Jaap Robben erzählt in zwei Handlungssträngen.  Der erste spielt in der Gegenwart der inzwischen 81-jährigen Frieda, und der zweite lässt Frieda auf ihr Leben als junges Mädchen in den 60er Jahren zurückblicken. Beide Frauen sind glaubhaft und detailliert gezeichnet, die Gebrechen des Alters und das Verschwinden in den Erinnerungen an frühere Zeiten ebenso wie die Lebenslust und die schmerzvollen Erlebnisse der jungen Frau. Durch Trauer und Verlust, die Frieda im Alter erlebt, wird lange Verdrängtes aus Friedas Jugend wieder lebendig, und sie stellt sich ihren Gefühlen. Je mehr man über die junge Frieda erfährt, desto besser versteht man als Leser*in auch die ältere Frieda.

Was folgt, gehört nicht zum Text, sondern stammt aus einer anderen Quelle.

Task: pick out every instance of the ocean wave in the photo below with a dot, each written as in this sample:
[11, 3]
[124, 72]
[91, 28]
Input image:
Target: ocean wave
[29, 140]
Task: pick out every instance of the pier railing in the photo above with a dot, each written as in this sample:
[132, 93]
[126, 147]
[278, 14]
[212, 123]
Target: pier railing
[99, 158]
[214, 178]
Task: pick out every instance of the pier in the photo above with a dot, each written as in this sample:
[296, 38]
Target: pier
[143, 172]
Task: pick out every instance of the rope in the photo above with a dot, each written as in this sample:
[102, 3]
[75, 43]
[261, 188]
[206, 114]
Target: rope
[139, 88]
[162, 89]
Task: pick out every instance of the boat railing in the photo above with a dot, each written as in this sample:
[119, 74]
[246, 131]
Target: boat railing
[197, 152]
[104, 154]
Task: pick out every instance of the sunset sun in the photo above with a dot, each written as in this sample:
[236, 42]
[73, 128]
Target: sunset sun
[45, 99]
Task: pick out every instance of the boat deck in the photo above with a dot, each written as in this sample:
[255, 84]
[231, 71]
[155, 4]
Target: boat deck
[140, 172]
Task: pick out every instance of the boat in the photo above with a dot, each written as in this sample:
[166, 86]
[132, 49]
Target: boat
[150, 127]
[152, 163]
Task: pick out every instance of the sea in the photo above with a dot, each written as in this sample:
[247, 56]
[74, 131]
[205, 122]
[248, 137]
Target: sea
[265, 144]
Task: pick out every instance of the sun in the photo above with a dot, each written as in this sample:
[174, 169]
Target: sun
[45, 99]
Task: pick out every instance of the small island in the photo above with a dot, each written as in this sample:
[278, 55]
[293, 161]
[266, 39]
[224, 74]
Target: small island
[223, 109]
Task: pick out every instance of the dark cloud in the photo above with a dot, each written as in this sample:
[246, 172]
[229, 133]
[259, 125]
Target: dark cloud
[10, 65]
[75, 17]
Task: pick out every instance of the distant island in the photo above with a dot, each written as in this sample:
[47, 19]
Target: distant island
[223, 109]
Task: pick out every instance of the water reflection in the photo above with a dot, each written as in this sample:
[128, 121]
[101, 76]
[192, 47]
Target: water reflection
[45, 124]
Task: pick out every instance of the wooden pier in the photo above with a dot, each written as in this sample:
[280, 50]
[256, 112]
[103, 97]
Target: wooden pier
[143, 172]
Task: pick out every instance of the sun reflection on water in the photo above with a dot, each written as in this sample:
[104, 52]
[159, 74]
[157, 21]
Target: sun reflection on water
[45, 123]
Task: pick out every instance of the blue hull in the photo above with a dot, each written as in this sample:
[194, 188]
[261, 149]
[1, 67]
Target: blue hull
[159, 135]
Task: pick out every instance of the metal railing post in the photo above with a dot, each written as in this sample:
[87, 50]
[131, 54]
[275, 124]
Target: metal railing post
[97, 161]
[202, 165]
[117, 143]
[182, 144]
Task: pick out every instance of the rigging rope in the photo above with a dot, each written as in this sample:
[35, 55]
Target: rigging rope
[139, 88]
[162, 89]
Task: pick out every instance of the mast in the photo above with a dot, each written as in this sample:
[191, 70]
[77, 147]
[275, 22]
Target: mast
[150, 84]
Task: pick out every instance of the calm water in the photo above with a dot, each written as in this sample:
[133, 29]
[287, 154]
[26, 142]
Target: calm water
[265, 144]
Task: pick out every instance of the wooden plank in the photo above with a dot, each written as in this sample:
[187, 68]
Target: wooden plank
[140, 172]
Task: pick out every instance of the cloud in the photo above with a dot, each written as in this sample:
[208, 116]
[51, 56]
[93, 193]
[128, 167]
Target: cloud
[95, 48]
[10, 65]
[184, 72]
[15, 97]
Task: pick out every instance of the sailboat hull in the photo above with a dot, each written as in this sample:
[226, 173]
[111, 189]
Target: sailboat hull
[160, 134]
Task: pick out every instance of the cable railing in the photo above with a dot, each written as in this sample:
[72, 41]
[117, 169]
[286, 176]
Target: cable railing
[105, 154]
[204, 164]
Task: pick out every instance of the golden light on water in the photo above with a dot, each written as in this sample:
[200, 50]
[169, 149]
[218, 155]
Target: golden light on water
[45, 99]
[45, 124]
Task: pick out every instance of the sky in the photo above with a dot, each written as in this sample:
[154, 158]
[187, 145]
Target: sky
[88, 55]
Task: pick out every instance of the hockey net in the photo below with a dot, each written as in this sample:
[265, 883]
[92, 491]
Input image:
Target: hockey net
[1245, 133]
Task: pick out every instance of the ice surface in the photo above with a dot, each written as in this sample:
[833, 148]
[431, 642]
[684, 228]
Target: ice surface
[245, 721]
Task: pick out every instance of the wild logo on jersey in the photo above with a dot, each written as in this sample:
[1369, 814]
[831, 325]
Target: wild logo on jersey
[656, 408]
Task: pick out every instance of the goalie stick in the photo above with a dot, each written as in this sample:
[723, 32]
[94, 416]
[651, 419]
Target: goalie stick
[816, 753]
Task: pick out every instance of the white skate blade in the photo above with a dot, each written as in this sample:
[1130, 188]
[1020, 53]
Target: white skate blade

Bemerkenswert finde ich, dass dieses Buch, das aus der weiblichen Ich-Perspektive Friedas Erlebnisse, Gedanken und Gefühle schildert, auch rund um eine Schwangerschaft und Geburt, von einem Mann verfasst wurde. Jaap Robben gelingt es hervorragend, Friedas Seelenleben und ihre körperlichen Empfindungen zu beschreiben, und man spürt, dass er hier sorgfältig recherchiert hat und fachlich beraten wurde (im Nachwort erwähnt er u.a. eine Gynäkologin und eine Geburtshelferin).

Dieses Buch ist alles andere als einfach zu verdauen, aber ungemein wichtig, um zu zeigen, wie Frauen noch vor gerade einmal 60 Jahren stigmatisiert, geächtet und ausgegrenzt wurden, wenn sie ohne Trauschein schwanger wurden. Es drohte der komplette soziale Abstieg, der Verlust von gesellschaftlicher Stellung, Wohnung, Arbeit, Familie,  Freundeskreis. Auch die Rolle der katholischen Kirche ist alles andere als rühmlich, und von Barmherzigkeit und Nächstenliebe ist wenig zu spüren.

Dieses Buch hat mich richtig gefesselt, ich habe mit Frieda gelitten, getrauert und mitgefiebert. Es wird mir sicher noch sehr lange in Erinnerung bleiben, und ich möchte es von ganzem Herzen weiterempfehlen.